Many solo entrepreneurs in Illinois choose to operate their businesses as sole proprietorships. Others decide to register a company with the Secretary of State. Both methods are valuable. While a sole proprietorship can be simpler to manage, an LLC can offer you more personal protections.
Some businesses may not need an LLC. If you sell handmade clothing items occasionally through an Etsy account, you may prefer to operate a sole proprietorship. The side income is nice, but you also have a full-time job. You probably do not need to file for an LLC in this case.
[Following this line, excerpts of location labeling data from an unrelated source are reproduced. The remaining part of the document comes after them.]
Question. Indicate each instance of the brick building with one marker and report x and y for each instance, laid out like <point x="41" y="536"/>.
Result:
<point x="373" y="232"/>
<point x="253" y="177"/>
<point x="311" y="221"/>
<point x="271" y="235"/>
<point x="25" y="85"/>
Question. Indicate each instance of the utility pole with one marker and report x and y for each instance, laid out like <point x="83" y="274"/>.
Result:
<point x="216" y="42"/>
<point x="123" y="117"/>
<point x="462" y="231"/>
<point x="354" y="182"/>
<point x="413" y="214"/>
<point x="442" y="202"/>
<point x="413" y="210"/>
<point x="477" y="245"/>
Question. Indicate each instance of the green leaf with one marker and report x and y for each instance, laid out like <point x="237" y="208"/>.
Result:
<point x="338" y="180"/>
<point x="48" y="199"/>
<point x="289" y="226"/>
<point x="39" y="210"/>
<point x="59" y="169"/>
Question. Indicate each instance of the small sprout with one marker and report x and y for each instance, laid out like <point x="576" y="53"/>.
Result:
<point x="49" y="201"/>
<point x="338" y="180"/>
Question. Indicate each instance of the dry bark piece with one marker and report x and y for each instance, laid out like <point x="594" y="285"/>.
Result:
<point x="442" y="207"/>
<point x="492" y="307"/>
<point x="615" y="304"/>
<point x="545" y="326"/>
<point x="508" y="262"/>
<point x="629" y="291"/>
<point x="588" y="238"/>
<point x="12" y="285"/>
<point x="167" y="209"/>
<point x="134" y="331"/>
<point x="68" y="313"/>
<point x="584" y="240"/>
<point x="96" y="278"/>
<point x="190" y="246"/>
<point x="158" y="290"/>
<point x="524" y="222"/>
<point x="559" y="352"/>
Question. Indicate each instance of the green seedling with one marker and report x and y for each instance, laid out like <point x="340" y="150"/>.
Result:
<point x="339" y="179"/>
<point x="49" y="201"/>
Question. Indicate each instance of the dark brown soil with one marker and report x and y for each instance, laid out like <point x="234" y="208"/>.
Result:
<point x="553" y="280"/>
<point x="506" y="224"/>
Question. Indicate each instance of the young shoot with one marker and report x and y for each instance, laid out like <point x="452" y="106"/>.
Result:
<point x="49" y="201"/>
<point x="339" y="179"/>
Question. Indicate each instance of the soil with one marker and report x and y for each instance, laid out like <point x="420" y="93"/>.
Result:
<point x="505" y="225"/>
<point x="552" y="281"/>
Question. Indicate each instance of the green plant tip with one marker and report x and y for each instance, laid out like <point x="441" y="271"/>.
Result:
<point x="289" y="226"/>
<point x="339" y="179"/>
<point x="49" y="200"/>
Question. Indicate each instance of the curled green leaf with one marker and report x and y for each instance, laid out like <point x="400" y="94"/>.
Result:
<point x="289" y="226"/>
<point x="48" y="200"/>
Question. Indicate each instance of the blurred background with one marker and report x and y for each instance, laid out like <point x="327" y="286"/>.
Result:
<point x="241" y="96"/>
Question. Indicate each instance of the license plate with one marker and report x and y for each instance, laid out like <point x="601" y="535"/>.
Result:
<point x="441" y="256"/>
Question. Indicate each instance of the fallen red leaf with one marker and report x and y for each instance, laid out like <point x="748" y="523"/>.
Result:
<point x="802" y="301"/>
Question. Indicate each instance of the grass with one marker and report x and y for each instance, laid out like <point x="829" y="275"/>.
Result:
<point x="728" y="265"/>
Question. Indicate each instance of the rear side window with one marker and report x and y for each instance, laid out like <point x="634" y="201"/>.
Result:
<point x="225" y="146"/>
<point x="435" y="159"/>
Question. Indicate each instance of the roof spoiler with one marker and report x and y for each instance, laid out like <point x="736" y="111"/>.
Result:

The protections an LLC offers may be vital to some individuals. A limited liability company affords the owner some liability protection for his or her personal assets. For example, imagine you are a licensed massage therapist with a registered single-member LLC. You accidentally injure someone during a massage, and he or she decides to sue you. The lawsuit might bankrupt your business but cannot touch your personal assets.
The handmade craft maker is unlikely to face a lawsuit. An unsatisfied customer may demand a refund but has no reason to sue. If the massage therapist has a sole proprietorship, all personal assets could be at risk during the lawsuit.
According to the Illinois Department of Revenue, you can own a single-member LLC but still file your taxes as a sole proprietor. You report all your business income on the standard individual Illinois tax return. Other LLCs, such as partnerships, corporations and S Corporations, have different tax requirements.
This information is educational and is not intended as legal advice.